Só rezando mesmo. Primeiro, citou trecho do Evangelho, que aparece, pelo menos, cinco vezes no Novo Testamento (Mt 21,42; Mc 12,10; Lc 20,17; At 4,11; 1Pd 2,7). O bíblico foi o ministro das Relações Exteriores, Ernesto Araújo. “A pedra que os construtores rejeitaram tornou-se a pedra angular”. Para que fique claro, já que ele não especificou, é a pedra angular que simboliza nos trechos citados do Evangelho. Só que logo depois o chanceler bem que merecia fazer penitência: “A pedra que os órgãos da imprensa rejeitaram, a pedra que os intelectuais rejeitaram, que os especialistas rejeitaram... Essa pedra tornou-se a pedra angular do edifício do novo Brasil”.

A propósito
O presidente do Senado, Davi Alcolumbre (DEM-AP) foi agraciado com a Grão Cruz, honraria concedida no Palácio do Itamaraty, mas nada tem a ver com honrarias exclusivas de diplomatas, embora seja o Ministério das Relações Exteriores. Entre outros, estavam também o ministro da Justiça e Segurança Pública, Sérgio Moro, e o ministro da Economia, Paulo Guedes. Instituída em 1963, a condecoração, além de diplomatas, homenageia pessoas físicas e jurídicas nacionais ou estrangeiras.

A migração
Por oito anos, Marco Feliciano foi filiado ao Partido Social Cristão (PSC), hoje encolhido, com apenas oito deputados federais. Talvez tenha sido por isso que ele preferiu migrar para o Podemos. E olha que ficou muito próximo de Jair Bolsonaro (PSL) depois de uma iniciativa que tanto agradou ao presidente. Para deixar claro de uma vez, o motivo é por causa do vice-presidente da República, Hamilton Mourão (PRTB). Afinal, foi Feliciano quem apresentou o pedido de impeachment do vice-presidente. A família Bolsonaro, incluindo o próprio presidente além de seus filhos, adorou.

Um dia cheio
Em plena sexta-feira, agenda cheia para o presidente Jair Bolsonaro. Às 9h, ele recebeu o deputado Marcos Pereira, presidente em exercício, da Câmara dos Deputados (que é 1º vice-presidente) e o bispo Robson Rodovalho. Se oraram, não deu para saber. Já a partir de 11h só deu Itamaraty: Cerimônia de Formatura da Turma do Instituto Rio Branco. Às 12h, Cerimônia de Imposição de Insígnias da Ordem do Rio Branco. Às 12h30, almoço em homenagem aos formandos do Instituto Rio Branco. Haja diplomacia. Bem, nem tanto, o último compromisso, às 16h, antes de emplacar o fim de semana, era atualizar as últimas notícias e saber como estava a situação na Venezuela. Obviamente com o ministro da Defesa, general Fernando Azevedo e Silva.

O balneário
Já que falamos na agenda do presidente Jair Bolsonaro (PSL), vale mais um registro, já que ele tinha, quinta-feira, outro compromisso. O presidente poderia ter adorado, se preferisse ficar por lá. Afinal, ele foi ao Balneário Camboriú (SC) e apreciar a beleza da cidade, que tem entre seus atrativos as colinas íngremes que caem até o mar. Só que ele participou da abertura do 37º Encontro Internacional de Missões dos Gideões da Assembleia de Deus e voltou a Brasília. Agenda cheia, muito cheia ontem. Melhor deixar para outra oportunidade. Sem compromissos oficiais.

PINGAFOGO

“A questão da Argentina... ninguém vai se envolver em questões fora do país, mas eu, como cidadão, todos como cidadãos, temos a preocupação de que volte o governo anterior ao Macri” A frase é de quem ressaltou que ninguém vai se envolver.

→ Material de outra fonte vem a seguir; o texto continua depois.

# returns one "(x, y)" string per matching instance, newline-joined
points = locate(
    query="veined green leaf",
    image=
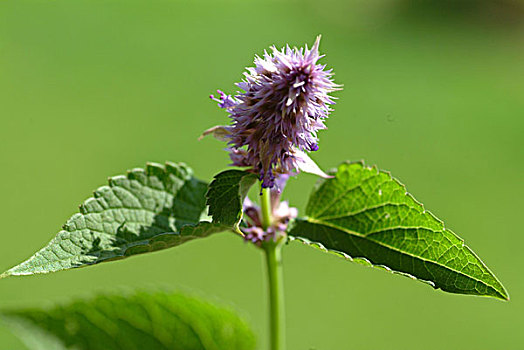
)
(365, 215)
(226, 195)
(152, 321)
(147, 210)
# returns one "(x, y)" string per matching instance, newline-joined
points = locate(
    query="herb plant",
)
(357, 212)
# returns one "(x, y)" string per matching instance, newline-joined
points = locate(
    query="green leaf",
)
(365, 215)
(152, 321)
(147, 210)
(226, 195)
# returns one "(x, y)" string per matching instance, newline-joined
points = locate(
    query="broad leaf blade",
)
(147, 210)
(226, 195)
(366, 215)
(152, 321)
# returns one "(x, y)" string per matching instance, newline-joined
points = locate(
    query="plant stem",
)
(266, 210)
(273, 252)
(276, 295)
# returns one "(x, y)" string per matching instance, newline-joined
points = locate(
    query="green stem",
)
(265, 205)
(273, 250)
(276, 295)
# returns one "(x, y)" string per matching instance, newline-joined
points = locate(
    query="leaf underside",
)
(365, 215)
(147, 210)
(152, 321)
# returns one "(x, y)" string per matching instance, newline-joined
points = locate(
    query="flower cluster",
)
(275, 120)
(282, 214)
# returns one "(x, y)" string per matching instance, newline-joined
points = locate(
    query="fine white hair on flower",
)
(275, 118)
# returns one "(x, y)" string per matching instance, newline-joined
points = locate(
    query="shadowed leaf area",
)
(142, 321)
(365, 215)
(147, 210)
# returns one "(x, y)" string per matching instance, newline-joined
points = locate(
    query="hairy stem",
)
(273, 252)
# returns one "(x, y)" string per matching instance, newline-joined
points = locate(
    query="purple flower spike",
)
(276, 119)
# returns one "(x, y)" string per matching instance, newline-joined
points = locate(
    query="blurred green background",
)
(433, 91)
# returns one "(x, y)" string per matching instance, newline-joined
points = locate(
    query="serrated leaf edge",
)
(504, 295)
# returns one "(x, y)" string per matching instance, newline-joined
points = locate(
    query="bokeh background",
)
(433, 91)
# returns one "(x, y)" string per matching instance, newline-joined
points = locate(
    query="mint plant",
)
(357, 212)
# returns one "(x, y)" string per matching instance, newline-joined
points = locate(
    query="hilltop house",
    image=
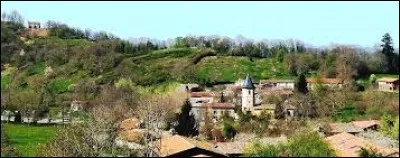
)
(215, 110)
(198, 98)
(35, 30)
(276, 84)
(330, 82)
(79, 105)
(347, 145)
(388, 84)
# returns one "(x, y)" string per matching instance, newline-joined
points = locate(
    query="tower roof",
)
(248, 83)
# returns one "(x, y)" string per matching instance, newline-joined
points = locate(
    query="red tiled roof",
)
(276, 81)
(201, 94)
(347, 145)
(219, 105)
(325, 80)
(276, 91)
(387, 79)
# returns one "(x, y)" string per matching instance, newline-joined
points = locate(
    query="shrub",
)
(200, 56)
(364, 152)
(300, 145)
(228, 130)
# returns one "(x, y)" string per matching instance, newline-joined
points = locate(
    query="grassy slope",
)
(26, 138)
(230, 69)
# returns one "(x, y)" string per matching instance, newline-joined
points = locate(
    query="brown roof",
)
(325, 80)
(276, 81)
(173, 144)
(387, 79)
(265, 106)
(219, 105)
(201, 94)
(231, 147)
(365, 124)
(276, 91)
(347, 145)
(129, 124)
(344, 127)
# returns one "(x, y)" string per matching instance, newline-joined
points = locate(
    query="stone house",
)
(215, 110)
(276, 84)
(197, 99)
(79, 105)
(348, 145)
(388, 84)
(330, 82)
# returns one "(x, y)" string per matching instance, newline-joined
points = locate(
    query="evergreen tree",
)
(302, 84)
(388, 51)
(186, 121)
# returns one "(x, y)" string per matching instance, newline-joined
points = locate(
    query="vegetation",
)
(115, 75)
(186, 121)
(300, 145)
(27, 138)
(364, 152)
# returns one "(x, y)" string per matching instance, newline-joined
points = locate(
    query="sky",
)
(316, 23)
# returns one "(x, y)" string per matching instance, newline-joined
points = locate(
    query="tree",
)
(386, 124)
(208, 125)
(186, 121)
(388, 51)
(395, 130)
(301, 84)
(92, 138)
(7, 149)
(228, 130)
(300, 145)
(364, 152)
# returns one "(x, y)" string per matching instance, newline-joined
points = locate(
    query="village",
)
(346, 138)
(173, 85)
(247, 97)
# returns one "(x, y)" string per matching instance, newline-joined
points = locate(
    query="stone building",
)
(247, 94)
(388, 84)
(34, 25)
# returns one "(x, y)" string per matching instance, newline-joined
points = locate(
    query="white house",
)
(247, 94)
(214, 110)
(330, 82)
(197, 99)
(388, 84)
(277, 84)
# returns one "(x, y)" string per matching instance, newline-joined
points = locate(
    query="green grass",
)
(37, 68)
(5, 79)
(230, 69)
(60, 86)
(26, 138)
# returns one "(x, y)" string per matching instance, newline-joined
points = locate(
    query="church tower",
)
(247, 94)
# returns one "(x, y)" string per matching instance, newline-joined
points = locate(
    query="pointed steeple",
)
(248, 83)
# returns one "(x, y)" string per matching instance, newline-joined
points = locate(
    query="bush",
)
(364, 152)
(228, 130)
(200, 56)
(300, 145)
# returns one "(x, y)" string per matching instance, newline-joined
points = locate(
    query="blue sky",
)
(316, 23)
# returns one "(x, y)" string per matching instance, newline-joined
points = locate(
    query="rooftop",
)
(365, 124)
(276, 81)
(248, 83)
(276, 91)
(344, 127)
(173, 144)
(219, 105)
(325, 80)
(387, 79)
(201, 94)
(347, 145)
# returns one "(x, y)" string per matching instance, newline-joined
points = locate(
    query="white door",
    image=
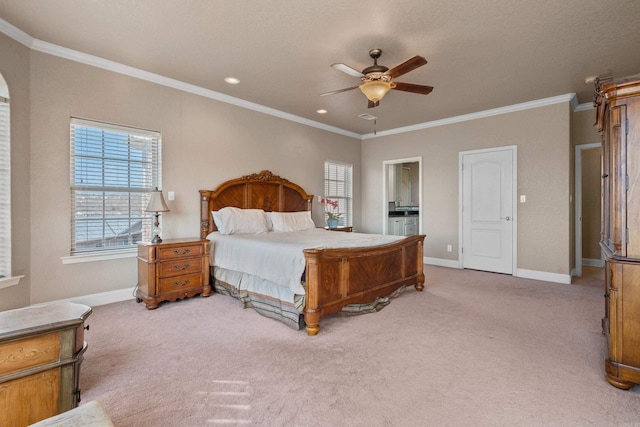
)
(487, 210)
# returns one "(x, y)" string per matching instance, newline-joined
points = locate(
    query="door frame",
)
(578, 203)
(385, 190)
(514, 201)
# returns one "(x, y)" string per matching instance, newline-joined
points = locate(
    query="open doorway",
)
(587, 206)
(402, 196)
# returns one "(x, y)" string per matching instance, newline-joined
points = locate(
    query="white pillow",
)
(291, 221)
(216, 219)
(241, 221)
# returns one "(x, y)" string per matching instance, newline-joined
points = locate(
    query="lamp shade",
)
(375, 90)
(156, 202)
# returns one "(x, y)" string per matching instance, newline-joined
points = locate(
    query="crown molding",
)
(477, 115)
(95, 61)
(84, 58)
(15, 33)
(584, 107)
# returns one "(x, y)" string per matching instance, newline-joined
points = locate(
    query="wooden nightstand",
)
(173, 269)
(345, 228)
(41, 350)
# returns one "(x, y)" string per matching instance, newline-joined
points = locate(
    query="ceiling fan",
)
(376, 79)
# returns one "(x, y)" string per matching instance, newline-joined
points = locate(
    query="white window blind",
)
(338, 185)
(113, 170)
(5, 189)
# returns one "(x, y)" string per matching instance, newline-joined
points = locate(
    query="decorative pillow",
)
(240, 221)
(291, 221)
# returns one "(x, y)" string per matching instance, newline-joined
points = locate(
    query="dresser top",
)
(41, 318)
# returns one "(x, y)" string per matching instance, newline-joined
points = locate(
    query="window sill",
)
(99, 256)
(6, 282)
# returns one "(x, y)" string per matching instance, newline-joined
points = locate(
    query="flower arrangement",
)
(332, 211)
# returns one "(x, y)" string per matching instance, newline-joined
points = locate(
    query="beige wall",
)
(14, 67)
(204, 142)
(542, 136)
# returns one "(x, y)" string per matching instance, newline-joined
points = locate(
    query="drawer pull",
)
(186, 282)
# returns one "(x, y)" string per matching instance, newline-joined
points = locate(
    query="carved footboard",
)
(339, 277)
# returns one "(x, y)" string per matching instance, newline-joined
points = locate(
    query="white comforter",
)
(278, 257)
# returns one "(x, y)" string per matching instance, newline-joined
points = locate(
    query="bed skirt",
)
(275, 301)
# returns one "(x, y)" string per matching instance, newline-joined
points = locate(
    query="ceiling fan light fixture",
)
(375, 90)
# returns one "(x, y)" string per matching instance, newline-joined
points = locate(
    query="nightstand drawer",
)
(180, 267)
(179, 251)
(29, 352)
(173, 284)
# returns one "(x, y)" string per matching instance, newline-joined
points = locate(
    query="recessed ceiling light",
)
(367, 116)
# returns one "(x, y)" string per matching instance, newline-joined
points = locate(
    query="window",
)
(5, 183)
(338, 186)
(113, 170)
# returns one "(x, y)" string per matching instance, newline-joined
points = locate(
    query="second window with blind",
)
(338, 188)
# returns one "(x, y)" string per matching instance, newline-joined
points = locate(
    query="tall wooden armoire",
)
(618, 120)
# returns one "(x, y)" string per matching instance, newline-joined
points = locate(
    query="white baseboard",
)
(593, 262)
(102, 298)
(451, 263)
(543, 275)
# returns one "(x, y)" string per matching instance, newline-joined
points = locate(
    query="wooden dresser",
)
(41, 349)
(618, 120)
(173, 269)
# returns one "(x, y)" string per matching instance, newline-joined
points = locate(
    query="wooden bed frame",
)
(335, 278)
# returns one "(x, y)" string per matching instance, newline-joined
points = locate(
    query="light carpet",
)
(472, 349)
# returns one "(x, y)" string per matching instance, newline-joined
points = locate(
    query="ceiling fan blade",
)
(405, 67)
(338, 91)
(409, 87)
(346, 69)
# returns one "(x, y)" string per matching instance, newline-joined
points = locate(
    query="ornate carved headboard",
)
(262, 190)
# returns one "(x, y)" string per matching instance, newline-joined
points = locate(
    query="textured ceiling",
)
(482, 54)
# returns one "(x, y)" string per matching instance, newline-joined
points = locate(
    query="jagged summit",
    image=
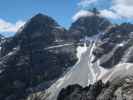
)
(89, 26)
(43, 19)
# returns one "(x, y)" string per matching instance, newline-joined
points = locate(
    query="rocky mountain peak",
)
(89, 26)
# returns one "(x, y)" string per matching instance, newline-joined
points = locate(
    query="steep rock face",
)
(38, 53)
(115, 46)
(88, 26)
(118, 89)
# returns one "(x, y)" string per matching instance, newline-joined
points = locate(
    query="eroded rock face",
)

É claro que se trata do presidente Jair Bolsonaro e tudo por causa de eventual retorno de Cristina Kirchner à Presidência da República. E ele ressalta ainda que “poderia transformar a Argentina em outra Venezuela”. Aí é demais, né?

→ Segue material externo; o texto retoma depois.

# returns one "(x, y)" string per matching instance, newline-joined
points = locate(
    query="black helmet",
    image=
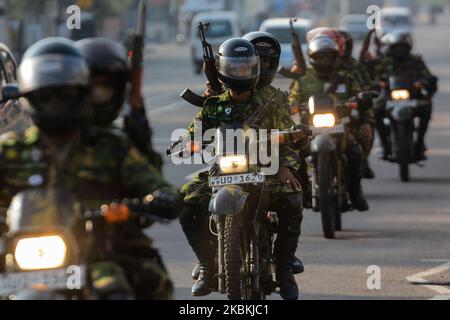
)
(269, 50)
(398, 44)
(238, 64)
(110, 73)
(54, 78)
(348, 42)
(323, 52)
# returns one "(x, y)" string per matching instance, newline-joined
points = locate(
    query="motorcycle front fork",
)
(220, 254)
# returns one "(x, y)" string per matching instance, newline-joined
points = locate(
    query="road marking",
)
(419, 278)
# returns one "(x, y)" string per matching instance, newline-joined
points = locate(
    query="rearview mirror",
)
(10, 91)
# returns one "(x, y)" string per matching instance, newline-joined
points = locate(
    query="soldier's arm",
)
(282, 121)
(296, 94)
(364, 103)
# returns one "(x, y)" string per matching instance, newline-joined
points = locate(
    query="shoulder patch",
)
(9, 139)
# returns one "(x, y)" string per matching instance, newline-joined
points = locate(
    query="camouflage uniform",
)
(414, 69)
(96, 168)
(359, 72)
(197, 193)
(348, 87)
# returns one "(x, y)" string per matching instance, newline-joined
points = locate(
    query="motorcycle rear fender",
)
(228, 201)
(323, 143)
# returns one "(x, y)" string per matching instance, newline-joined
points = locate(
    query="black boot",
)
(297, 266)
(288, 286)
(420, 151)
(205, 281)
(194, 221)
(368, 172)
(196, 271)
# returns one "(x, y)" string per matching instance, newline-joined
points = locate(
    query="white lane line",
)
(419, 278)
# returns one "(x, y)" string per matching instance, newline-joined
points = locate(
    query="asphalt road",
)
(406, 232)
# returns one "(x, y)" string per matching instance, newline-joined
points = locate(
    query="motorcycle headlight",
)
(400, 94)
(324, 120)
(40, 253)
(233, 164)
(311, 105)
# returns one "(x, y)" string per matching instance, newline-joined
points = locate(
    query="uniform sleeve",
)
(365, 112)
(139, 178)
(203, 117)
(296, 95)
(282, 120)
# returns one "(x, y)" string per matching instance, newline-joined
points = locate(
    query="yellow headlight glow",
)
(324, 120)
(400, 94)
(233, 164)
(40, 253)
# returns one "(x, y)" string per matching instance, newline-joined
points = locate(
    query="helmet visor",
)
(239, 68)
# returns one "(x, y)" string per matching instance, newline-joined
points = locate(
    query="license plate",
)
(236, 179)
(401, 103)
(57, 279)
(336, 129)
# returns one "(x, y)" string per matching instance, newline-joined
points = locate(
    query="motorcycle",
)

O tema já foi escolhido. Será: “Nova Previdência, pode perguntar”. Assim será a campanha publicitária do governo federal marcada para ter início na segunda quinzena deste mês nos meios de televisão, rádio, jornal, internet e outdoor.

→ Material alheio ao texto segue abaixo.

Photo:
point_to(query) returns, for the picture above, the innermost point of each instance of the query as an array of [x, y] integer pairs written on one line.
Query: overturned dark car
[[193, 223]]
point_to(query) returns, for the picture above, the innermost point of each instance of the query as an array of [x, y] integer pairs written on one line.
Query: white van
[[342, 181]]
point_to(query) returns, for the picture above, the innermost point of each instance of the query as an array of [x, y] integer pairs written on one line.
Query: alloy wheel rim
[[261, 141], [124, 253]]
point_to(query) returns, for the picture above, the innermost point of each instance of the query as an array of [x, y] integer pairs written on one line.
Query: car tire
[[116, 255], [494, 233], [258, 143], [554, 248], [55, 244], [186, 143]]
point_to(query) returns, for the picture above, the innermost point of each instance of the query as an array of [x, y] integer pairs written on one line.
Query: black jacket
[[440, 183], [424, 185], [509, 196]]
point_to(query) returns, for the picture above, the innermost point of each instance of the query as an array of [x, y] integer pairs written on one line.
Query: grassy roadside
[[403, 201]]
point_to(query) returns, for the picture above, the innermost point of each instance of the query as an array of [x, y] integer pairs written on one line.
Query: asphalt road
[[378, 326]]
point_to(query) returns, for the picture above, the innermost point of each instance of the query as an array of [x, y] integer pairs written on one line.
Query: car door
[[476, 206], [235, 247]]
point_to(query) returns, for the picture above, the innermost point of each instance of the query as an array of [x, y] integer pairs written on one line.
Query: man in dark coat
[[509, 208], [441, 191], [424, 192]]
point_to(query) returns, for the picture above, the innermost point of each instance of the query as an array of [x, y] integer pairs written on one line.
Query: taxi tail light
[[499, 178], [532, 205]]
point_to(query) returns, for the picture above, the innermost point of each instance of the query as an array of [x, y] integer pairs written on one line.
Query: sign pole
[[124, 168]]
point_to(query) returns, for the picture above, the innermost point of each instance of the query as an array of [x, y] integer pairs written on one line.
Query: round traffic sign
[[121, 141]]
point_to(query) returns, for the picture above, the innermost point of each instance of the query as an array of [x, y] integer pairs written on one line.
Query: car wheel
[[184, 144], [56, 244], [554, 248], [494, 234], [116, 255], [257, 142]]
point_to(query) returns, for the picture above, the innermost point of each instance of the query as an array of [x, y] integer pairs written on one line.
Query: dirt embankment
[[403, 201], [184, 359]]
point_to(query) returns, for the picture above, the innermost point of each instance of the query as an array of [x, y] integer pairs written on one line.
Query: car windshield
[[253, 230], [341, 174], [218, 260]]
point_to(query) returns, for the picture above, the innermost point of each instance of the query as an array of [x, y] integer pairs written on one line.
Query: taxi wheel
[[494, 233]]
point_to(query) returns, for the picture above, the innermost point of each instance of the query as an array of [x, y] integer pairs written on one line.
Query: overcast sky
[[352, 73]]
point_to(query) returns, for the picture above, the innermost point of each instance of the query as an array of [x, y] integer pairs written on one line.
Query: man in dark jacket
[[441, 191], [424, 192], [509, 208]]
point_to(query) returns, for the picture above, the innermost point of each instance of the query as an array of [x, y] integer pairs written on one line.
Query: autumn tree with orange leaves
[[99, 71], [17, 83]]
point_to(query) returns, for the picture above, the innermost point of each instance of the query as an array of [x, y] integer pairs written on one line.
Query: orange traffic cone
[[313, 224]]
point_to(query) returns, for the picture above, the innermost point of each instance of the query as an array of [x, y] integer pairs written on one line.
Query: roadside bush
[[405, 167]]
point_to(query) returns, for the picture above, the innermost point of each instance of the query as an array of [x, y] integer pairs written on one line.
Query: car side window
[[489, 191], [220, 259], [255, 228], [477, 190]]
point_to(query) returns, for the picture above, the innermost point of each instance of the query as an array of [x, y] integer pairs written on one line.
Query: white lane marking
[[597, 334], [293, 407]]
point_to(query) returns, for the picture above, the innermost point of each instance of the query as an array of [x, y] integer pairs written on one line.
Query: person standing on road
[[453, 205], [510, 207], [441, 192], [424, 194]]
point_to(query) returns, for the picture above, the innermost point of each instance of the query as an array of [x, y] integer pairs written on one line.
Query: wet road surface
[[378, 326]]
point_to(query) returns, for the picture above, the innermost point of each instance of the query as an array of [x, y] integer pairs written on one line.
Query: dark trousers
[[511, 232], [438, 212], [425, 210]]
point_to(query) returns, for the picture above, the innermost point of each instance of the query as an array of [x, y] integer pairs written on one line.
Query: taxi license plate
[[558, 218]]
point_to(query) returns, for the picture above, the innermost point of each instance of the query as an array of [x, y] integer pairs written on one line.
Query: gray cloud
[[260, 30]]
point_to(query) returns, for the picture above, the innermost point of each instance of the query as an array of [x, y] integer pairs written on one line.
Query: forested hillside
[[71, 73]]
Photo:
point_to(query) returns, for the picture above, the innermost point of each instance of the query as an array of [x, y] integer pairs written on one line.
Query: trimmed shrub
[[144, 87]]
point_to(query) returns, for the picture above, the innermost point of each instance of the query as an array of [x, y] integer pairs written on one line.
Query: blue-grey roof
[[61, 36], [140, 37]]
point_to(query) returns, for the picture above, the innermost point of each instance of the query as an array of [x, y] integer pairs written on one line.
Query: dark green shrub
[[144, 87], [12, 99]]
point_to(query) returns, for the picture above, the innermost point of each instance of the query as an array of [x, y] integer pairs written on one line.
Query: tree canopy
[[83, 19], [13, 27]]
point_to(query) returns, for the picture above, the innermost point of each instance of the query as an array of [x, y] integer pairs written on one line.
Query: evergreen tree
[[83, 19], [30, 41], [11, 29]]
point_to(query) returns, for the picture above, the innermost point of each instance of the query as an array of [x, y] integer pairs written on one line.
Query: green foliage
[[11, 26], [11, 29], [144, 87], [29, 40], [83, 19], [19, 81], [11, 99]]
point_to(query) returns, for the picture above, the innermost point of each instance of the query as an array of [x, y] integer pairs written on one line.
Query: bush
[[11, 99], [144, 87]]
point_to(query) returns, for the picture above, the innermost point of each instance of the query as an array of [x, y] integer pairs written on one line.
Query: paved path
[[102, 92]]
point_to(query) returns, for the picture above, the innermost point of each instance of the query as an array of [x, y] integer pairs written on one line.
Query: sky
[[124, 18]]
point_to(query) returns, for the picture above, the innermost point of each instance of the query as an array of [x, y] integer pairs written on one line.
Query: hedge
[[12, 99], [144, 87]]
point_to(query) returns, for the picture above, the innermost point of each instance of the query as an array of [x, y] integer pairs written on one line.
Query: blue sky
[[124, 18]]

O governo “pretende explicar aos cidadãos brasileiros as mudanças propostas pelo governo que vão promover justiça social e ampliar a capacidade de investimento do país”, de acordo com a Secretaria de Comunicação (Secom).

Em uma semana quebrada com feriado em plena quarta-feira, o jeito é ficar por aqui e desejar a todos um bom fim de semana. Amanhã tem mais.